The facts constituting the alleged fraud must be alleged
factually and specifically as to every element of fraud, as the policy of
“liberal construction” of the pleadings will not ordinarily be invoked. (Lazar v. Superior Court (1996) 12
Cal.4th 631, 645.) “[Fraud’s] particularity requirement necessitates pleading
facts which ‘show how, when, where, to whom, and by what means the
representations were tendered.’ [Citation.]” (Stansfield v. Starkey
(1990) 220 Cal.App.3d 59, 73.) “Less specificity is required when it appears
from the nature of the allegations that the defendant must necessarily possess
full information concerning the facts of the controversy.” (Wald v. TruSpeed
Motorcars, LLC (2010) 184 Cal.App.4th 378, 394 [quotation marks omitted].)
To properly allege fraud against a corporation, the
plaintiffs must plead the names of the persons allegedly making the false
representations, their authority to speak, to whom they spoke, what they said
or wrote, and when it was said or written. (Tarmann
v. State Farm Mut. Auto. Ins. Co. (1991) 2 Cal.App.4th 153, 157.)
Plaintiff has not specifically alleged the “how, when where,
to whom, and by whom” of the alleged misrepresentations.
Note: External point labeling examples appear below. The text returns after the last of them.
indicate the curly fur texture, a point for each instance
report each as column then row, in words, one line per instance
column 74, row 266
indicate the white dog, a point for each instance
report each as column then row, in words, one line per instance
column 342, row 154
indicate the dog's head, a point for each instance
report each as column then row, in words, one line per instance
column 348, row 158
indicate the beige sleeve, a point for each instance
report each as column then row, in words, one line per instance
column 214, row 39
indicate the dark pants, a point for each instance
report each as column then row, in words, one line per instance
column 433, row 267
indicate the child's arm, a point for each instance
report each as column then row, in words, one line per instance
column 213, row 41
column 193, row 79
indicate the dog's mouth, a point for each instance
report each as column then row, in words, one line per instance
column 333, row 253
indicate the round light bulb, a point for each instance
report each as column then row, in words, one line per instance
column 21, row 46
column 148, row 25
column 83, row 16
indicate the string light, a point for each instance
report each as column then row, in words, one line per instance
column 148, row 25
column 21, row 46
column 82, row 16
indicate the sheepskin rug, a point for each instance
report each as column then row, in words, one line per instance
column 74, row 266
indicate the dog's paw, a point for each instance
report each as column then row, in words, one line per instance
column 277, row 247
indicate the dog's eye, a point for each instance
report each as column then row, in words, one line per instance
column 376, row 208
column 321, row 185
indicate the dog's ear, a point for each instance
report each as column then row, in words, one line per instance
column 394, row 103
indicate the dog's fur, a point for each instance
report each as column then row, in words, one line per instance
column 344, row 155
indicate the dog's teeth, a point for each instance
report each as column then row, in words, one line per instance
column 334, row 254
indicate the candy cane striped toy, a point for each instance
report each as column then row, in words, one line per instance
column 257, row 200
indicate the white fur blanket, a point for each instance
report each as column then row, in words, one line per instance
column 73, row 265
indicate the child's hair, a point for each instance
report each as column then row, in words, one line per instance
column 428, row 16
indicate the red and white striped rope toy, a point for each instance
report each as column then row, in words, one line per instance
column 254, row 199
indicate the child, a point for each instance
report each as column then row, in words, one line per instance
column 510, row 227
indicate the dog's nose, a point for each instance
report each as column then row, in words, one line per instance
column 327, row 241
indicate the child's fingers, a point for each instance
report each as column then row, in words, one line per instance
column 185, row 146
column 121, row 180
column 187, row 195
The Court therefore sustains the demurrer with leave to
amend.
“A notice of motion to strike must be given within the time
allowed to plead, and if a demurrer is interposed, concurrently therewith, and
must be noticed for hearing and heard at the same time as the demurrer.”
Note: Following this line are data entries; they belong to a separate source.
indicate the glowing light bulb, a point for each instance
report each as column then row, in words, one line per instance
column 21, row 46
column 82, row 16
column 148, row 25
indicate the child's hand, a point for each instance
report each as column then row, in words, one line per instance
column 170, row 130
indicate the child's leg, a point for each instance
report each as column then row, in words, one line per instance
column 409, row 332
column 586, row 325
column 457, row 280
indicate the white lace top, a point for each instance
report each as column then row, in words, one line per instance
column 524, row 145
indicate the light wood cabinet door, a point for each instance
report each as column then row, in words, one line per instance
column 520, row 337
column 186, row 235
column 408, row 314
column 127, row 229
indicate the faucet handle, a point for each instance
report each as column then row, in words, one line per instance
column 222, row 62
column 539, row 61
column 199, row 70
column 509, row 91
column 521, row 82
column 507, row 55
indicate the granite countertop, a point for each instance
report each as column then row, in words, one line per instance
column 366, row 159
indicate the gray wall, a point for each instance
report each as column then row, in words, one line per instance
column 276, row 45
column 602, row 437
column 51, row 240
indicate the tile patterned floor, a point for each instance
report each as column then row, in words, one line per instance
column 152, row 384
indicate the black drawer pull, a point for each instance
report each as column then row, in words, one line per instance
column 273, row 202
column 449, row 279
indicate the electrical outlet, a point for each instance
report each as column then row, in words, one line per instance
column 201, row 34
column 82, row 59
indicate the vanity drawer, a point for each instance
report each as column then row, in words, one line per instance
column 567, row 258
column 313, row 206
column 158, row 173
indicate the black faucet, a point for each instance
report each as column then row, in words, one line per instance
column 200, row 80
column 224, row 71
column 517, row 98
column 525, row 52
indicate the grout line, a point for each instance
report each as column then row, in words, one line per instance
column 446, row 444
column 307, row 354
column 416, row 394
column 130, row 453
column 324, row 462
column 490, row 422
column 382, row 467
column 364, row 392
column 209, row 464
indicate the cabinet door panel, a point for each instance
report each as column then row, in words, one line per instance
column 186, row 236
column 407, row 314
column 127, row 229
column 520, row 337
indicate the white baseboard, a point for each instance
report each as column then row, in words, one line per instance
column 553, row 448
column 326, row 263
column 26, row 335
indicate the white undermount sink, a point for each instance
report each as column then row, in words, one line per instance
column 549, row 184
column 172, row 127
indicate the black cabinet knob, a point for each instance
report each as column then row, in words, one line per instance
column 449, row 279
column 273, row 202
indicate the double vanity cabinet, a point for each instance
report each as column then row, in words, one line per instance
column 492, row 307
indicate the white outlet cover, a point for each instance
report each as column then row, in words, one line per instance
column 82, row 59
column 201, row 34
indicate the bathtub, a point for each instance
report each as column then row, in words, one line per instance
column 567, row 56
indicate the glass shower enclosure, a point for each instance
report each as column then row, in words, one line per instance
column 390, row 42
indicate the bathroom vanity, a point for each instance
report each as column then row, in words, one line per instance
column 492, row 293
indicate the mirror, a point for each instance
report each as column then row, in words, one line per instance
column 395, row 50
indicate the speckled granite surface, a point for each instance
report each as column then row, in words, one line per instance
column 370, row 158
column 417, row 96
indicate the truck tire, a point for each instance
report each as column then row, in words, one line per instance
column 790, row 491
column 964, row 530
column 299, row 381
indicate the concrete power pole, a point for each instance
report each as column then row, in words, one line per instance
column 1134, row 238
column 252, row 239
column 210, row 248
(California Rules of Court, rule 3.1322(b).)
“Unless otherwise ordered or specifically provided by law,
all moving and supporting papers shall be served and filed at least 16 court
days before the hearing.” (Code Civ. Proc., § 1005, subd. (b).)
The motion to strike was filed only seven calendar days
before the hearing date for the demurrer.
The Court is therefore unable to consider it.